Finally, we set the meta data for the function, this is where we propagate thread-safe flags in the first pass. Also gets called from SetCalculatedMetaDataAndFlags in the second pass to catch skeleton class generation.

MD_ThreadSafe is a specific metadata key that indicates whether a function is thread-safe. Thread safety means that a function can be safely called from multiple threads simultaneously without causing data corruption or unexpected behavior.

  
// Propagate thread-safe flags in this first pass.

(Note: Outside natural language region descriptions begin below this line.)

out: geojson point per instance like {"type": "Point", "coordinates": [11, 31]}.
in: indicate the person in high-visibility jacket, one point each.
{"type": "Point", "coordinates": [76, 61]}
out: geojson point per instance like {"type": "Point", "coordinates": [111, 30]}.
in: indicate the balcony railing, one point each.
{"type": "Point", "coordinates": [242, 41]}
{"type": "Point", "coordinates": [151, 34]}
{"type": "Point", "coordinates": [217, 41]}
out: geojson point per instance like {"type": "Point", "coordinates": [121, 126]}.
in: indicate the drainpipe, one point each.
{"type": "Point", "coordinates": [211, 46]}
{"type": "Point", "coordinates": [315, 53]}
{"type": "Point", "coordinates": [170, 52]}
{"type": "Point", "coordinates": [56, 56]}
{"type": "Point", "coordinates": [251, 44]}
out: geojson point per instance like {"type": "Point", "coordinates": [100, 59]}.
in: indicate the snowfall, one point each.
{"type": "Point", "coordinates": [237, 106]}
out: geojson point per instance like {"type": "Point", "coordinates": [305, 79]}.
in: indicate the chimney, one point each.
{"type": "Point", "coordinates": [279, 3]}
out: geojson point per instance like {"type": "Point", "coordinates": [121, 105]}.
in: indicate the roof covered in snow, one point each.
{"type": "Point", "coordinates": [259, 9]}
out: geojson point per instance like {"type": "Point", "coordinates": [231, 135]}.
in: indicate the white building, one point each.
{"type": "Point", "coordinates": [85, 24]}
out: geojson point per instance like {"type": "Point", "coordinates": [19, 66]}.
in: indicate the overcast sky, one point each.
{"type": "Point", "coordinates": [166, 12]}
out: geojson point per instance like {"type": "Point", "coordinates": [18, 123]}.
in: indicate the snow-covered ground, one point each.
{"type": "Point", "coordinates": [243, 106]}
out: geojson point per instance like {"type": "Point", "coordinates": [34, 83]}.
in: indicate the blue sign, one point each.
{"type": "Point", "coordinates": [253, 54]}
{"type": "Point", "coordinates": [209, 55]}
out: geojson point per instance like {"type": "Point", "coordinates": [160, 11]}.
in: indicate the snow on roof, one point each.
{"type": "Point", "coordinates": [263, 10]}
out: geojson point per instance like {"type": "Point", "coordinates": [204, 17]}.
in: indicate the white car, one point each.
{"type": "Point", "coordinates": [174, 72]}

Also gets called from SetCalculatedMetaDataAndFlags in the second
// pass to catch skeleton class generation
if (Context.EntryPoint->MetaData.bThreadSafe)
{
    Context.Function->SetMetaData(FBlueprintMetadata::MD_ThreadSafe, TEXT("true"));
}

Backend Emits Generated Code

Epic's Definition

The backends convert the collection of statements from each function context into code. There are two backends in use:

FKismetCompilerVMBackend - Converts FKCS to UnrealScript VM bytecode which are then serialized into the function’s script array.
FKismetCppBackend - Emits C++-like code for debugging purposes only.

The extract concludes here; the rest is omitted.